Melbourne conditions remain resilient relative to Sydney
For Melbourne’s housing market, conditions have remained much stronger relative to Sydney; dwelling values were 0.5% higher over the month to be up 1.9% over the rolling quarter. Mr Lawless attributes this resilience to Victoria’s record breaking migration rate, which is creating unprecedented housing demand. Additionally, strong jobs growth and a healthier level of housing affordability relative to Sydney are also supporting continued growth in housing values in Melbourne. “Despite the stronger growth profile, Melbourne dwelling values are now rising at their slowest quarterly pace since mid-2016,” Mr Lawless said.
While market conditions in Sydney, and to a lesser extent, Melbourne, are easing, other markets are showing very different trends
Hobart continued to be the strongest capital city, with dwelling values pushing 0.9% higher in October, to be up 12.7% over the past twelve months. Mr Lawless said, “Hobart is benefitting from renewed housing demand in the form of interstate migration, particularly Sydneysiders and Melbournites who appear to be utilising their enhanced wealth positions to buy very well in Hobart, where housing prices are substantially lower than those in Australia’s largest cities.”
The trend in Brisbane and Adelaide has remained relatively subdued, with Adelaide dwelling values unchanged in October, while Brisbane values were only 0.2% higher. On an annual basis, dwelling values are only 2.7% higher across Brisbane and 4.6% higher in Adelaide.
The two toughest real estate markets, Perth and Darwin, are showing a further divergence in their performance. Perth dwelling values moved sideways over the month, however the annual rate of decline has slowed from -4.9% in August last year to -2.5% over the twelve months ending October 2017. The trend in Darwin hasn’t been as encouraging, with values slipping -4.4% lower over the past three months to be down -5.3% over the past twelve months. The correction across Darwin’s housing market has now surpassed 20% since values peaked in May 2014.

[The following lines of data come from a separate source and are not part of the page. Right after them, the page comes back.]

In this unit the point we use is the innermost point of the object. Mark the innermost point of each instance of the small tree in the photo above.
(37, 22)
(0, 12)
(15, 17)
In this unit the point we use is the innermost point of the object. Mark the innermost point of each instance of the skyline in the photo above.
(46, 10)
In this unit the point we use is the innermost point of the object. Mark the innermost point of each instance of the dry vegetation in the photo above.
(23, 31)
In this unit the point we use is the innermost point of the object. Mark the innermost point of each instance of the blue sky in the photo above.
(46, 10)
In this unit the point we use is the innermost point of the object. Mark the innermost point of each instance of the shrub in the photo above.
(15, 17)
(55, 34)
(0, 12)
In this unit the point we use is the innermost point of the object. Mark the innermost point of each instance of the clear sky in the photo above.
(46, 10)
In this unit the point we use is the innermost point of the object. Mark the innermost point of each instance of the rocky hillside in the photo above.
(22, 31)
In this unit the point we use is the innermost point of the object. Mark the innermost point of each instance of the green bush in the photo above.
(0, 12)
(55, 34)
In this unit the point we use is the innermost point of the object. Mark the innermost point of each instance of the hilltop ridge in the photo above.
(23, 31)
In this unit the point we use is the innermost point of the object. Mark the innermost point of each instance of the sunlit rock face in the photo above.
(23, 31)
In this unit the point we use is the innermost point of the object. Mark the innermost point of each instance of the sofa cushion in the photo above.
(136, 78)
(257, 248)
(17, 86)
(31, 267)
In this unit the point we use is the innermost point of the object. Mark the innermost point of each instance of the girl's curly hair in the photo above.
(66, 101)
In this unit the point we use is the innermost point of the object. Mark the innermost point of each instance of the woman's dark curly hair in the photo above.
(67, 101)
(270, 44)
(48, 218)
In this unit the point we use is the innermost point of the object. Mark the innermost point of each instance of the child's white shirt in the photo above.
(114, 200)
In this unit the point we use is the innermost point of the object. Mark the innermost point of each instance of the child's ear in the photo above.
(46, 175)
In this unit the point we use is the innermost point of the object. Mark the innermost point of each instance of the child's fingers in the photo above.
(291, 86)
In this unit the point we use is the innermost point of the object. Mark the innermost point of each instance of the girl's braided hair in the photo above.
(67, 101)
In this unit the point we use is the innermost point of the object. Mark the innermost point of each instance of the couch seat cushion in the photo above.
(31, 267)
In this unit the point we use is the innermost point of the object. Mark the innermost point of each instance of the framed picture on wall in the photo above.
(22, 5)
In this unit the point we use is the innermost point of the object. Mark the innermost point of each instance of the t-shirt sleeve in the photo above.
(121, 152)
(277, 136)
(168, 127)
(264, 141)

Unit markets generally underperforming relative to houses, except in Sydney The performance across product types is very different from city to city. Some cities, such as Brisbane, Adelaide, Darwin, Canberra and to a lesser extent Melbourne, are showing a substantial performance gap between houses and units. Mr Lawless said, “The under performance of the unit sector in these cities likely relates to higher supply levels relative to demand and less challenging affordability constraints which is supporting demand across the detached housing sector.”
“The Sydney unit market is slightly outperforming the detached housing sector, with an annual growth rate of 7.9% for units compared to a growth rate of 7.7% for houses. While Sydney is seeing a large number of new units added to the market, it seems that high levels of investment activity and strained affordability is helping to drive a better performance across this sector.”